Based on this principle, innovative technologies such as LogicFolding can be used to continuously compress signal propagation delay and steadily improve transistor density, which will drive the ongoing evolution of semiconductors and electronic systems.

Huawei said it  had designed and mass-produced 381 chips over the past six years based on the Tau Scaling Law ‌for applications including smartphones and computing.

Based on the Tau Law, LogicFolding can be used to continuously compress propagation delay which will, with improving transistor density, drive the ongoing evolution of semiconductors and electronic systems.

Huawei has established a multi-level co-optimization mechanism that spans semiconductor devices, circuits, chips, and systems.

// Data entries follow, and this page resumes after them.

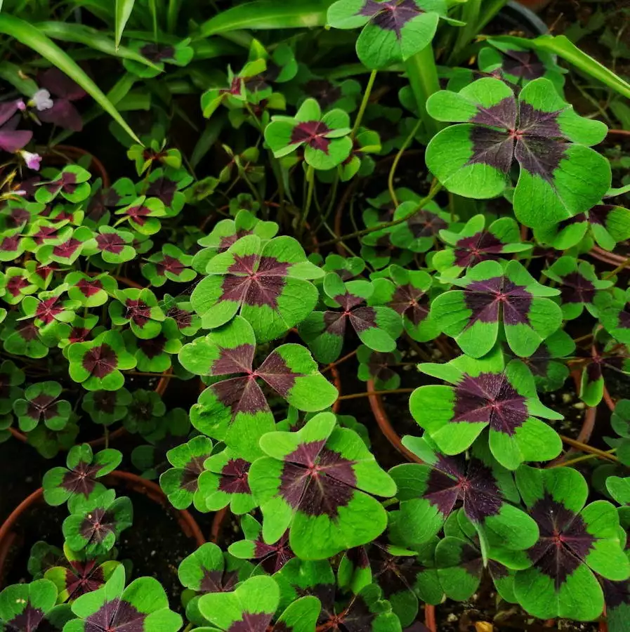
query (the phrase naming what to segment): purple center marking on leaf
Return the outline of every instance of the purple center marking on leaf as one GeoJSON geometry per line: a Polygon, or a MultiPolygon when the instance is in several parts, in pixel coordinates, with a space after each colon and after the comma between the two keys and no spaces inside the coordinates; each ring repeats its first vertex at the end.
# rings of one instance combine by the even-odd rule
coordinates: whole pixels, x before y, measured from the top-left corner
{"type": "Polygon", "coordinates": [[[57,257],[63,257],[67,259],[72,256],[77,251],[77,249],[81,245],[83,245],[82,242],[79,242],[79,239],[75,239],[74,237],[70,237],[67,242],[55,246],[53,248],[53,254],[57,257]]]}
{"type": "Polygon", "coordinates": [[[285,532],[275,544],[267,544],[262,540],[256,540],[254,544],[254,558],[261,560],[261,564],[268,573],[277,572],[295,557],[289,546],[289,532],[285,532]]]}
{"type": "Polygon", "coordinates": [[[129,219],[138,224],[138,226],[143,226],[147,221],[147,218],[151,214],[151,209],[143,206],[141,204],[137,206],[129,206],[125,211],[129,219]]]}
{"type": "Polygon", "coordinates": [[[44,612],[28,601],[24,610],[6,622],[7,632],[34,632],[44,619],[44,612]]]}
{"type": "Polygon", "coordinates": [[[177,305],[173,305],[168,310],[166,317],[172,318],[177,323],[178,329],[180,329],[190,327],[192,322],[192,312],[188,310],[183,310],[177,305]]]}
{"type": "Polygon", "coordinates": [[[93,296],[103,289],[103,284],[98,279],[81,279],[77,284],[84,296],[93,296]]]}
{"type": "Polygon", "coordinates": [[[85,516],[79,532],[88,542],[100,544],[115,526],[114,515],[103,507],[97,507],[85,516]]]}
{"type": "Polygon", "coordinates": [[[98,466],[81,461],[72,470],[64,474],[60,486],[72,494],[82,494],[87,498],[96,485],[95,478],[98,470],[98,466]]]}
{"type": "Polygon", "coordinates": [[[468,268],[488,259],[498,259],[504,244],[487,230],[482,230],[457,240],[454,247],[455,264],[468,268]]]}
{"type": "Polygon", "coordinates": [[[111,252],[112,254],[120,254],[125,246],[124,240],[115,232],[96,235],[96,244],[99,250],[111,252]]]}
{"type": "Polygon", "coordinates": [[[167,272],[178,277],[185,269],[185,266],[175,257],[164,255],[162,261],[155,264],[155,271],[160,277],[163,277],[167,272]]]}
{"type": "Polygon", "coordinates": [[[291,507],[308,515],[335,518],[354,494],[354,462],[323,447],[302,444],[284,457],[280,492],[291,507]]]}
{"type": "Polygon", "coordinates": [[[140,298],[127,298],[124,303],[124,317],[133,320],[138,327],[143,327],[151,319],[151,308],[140,298]]]}
{"type": "Polygon", "coordinates": [[[60,303],[58,296],[41,301],[35,310],[35,318],[38,318],[45,325],[50,324],[55,320],[55,317],[63,311],[60,303]]]}
{"type": "Polygon", "coordinates": [[[545,74],[544,64],[533,51],[504,51],[503,53],[501,70],[506,74],[532,81],[545,74]]]}
{"type": "Polygon", "coordinates": [[[204,471],[204,461],[209,454],[193,456],[183,468],[180,486],[187,492],[195,493],[199,489],[199,477],[204,471]]]}
{"type": "Polygon", "coordinates": [[[421,13],[414,0],[367,0],[357,15],[369,15],[372,24],[385,31],[393,31],[396,39],[400,39],[405,25],[421,13]]]}
{"type": "Polygon", "coordinates": [[[46,419],[51,419],[57,416],[57,404],[55,402],[55,397],[46,393],[41,393],[32,400],[29,400],[26,414],[29,417],[37,419],[38,421],[41,419],[44,421],[46,419]]]}
{"type": "Polygon", "coordinates": [[[65,572],[65,588],[68,599],[77,599],[86,593],[100,588],[105,581],[103,568],[95,560],[72,562],[72,568],[65,572]]]}
{"type": "Polygon", "coordinates": [[[567,146],[558,124],[560,112],[543,112],[521,101],[518,113],[517,120],[513,96],[478,112],[471,119],[478,124],[471,132],[473,155],[467,164],[507,173],[516,158],[524,169],[551,181],[567,146]]]}
{"type": "Polygon", "coordinates": [[[0,250],[3,252],[13,252],[20,247],[20,237],[6,237],[0,242],[0,250]]]}
{"type": "Polygon", "coordinates": [[[524,285],[516,285],[504,277],[485,281],[473,281],[464,290],[466,307],[472,311],[468,327],[478,320],[496,322],[499,308],[503,309],[503,322],[508,325],[529,324],[528,312],[532,295],[524,285]]]}
{"type": "Polygon", "coordinates": [[[118,356],[109,345],[104,343],[89,349],[84,356],[81,364],[90,375],[102,379],[118,366],[118,356]]]}
{"type": "Polygon", "coordinates": [[[492,470],[477,459],[465,464],[455,459],[438,455],[431,470],[423,497],[437,507],[446,518],[457,501],[461,501],[464,511],[474,522],[481,522],[496,515],[503,504],[499,486],[492,470]]]}
{"type": "Polygon", "coordinates": [[[173,203],[176,192],[177,192],[177,183],[164,177],[158,178],[152,182],[147,189],[147,195],[158,198],[166,206],[170,206],[173,203]]]}
{"type": "Polygon", "coordinates": [[[221,300],[275,309],[288,270],[288,263],[282,263],[274,257],[235,255],[234,263],[223,278],[221,300]]]}
{"type": "Polygon", "coordinates": [[[321,121],[306,121],[298,123],[291,133],[291,145],[304,143],[313,149],[324,152],[328,155],[329,139],[326,134],[331,131],[330,128],[321,121]]]}
{"type": "Polygon", "coordinates": [[[29,285],[25,277],[22,275],[15,275],[14,277],[10,277],[6,282],[6,290],[12,296],[18,296],[20,291],[29,285]]]}
{"type": "Polygon", "coordinates": [[[86,617],[84,632],[143,632],[147,615],[118,597],[86,617]]]}
{"type": "Polygon", "coordinates": [[[164,353],[164,348],[166,345],[166,338],[162,334],[156,336],[155,338],[150,338],[148,340],[137,341],[138,348],[147,356],[149,360],[153,360],[164,353]]]}
{"type": "Polygon", "coordinates": [[[226,494],[251,494],[249,481],[251,465],[244,459],[230,459],[221,469],[218,489],[226,494]]]}
{"type": "Polygon", "coordinates": [[[341,88],[332,84],[327,79],[310,79],[303,86],[304,92],[317,99],[317,103],[324,110],[341,98],[341,88]]]}
{"type": "Polygon", "coordinates": [[[388,305],[401,316],[408,318],[415,327],[428,315],[428,297],[409,283],[398,286],[388,305]]]}
{"type": "Polygon", "coordinates": [[[209,388],[223,406],[230,408],[232,419],[239,413],[254,415],[269,409],[267,400],[253,376],[223,380],[209,388]]]}
{"type": "Polygon", "coordinates": [[[265,632],[273,617],[265,612],[251,614],[246,610],[242,619],[234,621],[228,628],[228,632],[265,632]]]}
{"type": "Polygon", "coordinates": [[[563,303],[592,303],[595,286],[579,272],[570,272],[563,277],[560,296],[563,303]]]}
{"type": "Polygon", "coordinates": [[[430,211],[421,211],[414,213],[407,220],[407,225],[416,239],[419,237],[432,237],[440,230],[448,228],[448,224],[439,215],[430,211]]]}
{"type": "Polygon", "coordinates": [[[455,388],[452,421],[487,423],[492,430],[511,437],[527,421],[525,402],[504,374],[466,375],[455,388]]]}
{"type": "Polygon", "coordinates": [[[147,44],[140,49],[140,54],[156,63],[163,59],[172,59],[175,54],[175,48],[173,46],[159,46],[155,44],[147,44]]]}
{"type": "Polygon", "coordinates": [[[547,493],[532,507],[530,515],[538,523],[540,537],[527,554],[534,566],[553,579],[559,589],[584,561],[595,538],[586,531],[582,516],[547,493]]]}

This mechanism aims to systematically shorten the time constant τ in order to drive up performance, energy efficiency, and transistor density at each level in the following ways:

At the device level: Optimizing the resistance and parasitic capacitance of transistors and interconnects to minimize the device-level time constant τ at the underlying physical layer

At the circuit level: Adopting the LogicFolding architecture to break down the physical boundaries of traditional circuit layouts, significantly shortening critical-path wiring, effectively reducing the resistive and capacitive load of signal propagation, and ultimately boosting transistor density and circuit performance

At the chip level: Employing full-stack coordinated design of software, architecture, and silicon to achieve fine-grained, workload-driven control over instruction and data flows, enhancing system-level parallelism and efficiency, and significantly reducing end-to-end execution time

At the system level: Redefining interconnect protocols for computing systems with UnifiedBus to achieve unified memory addressing and native memory semantics for SuperPoDs, significantly reducing system communications latency

The Kirin chips scheduled to launch in Fall 2026 will be the first to adopt the LogicFolding architecture, which will considerably enhance the chips’ performance. 

By 2031, the high-end chips HUAWEI designs based on the τ Scaling Law are expected to feature a transistor density that is equivalent to 14 Å (1.4 nm) processes.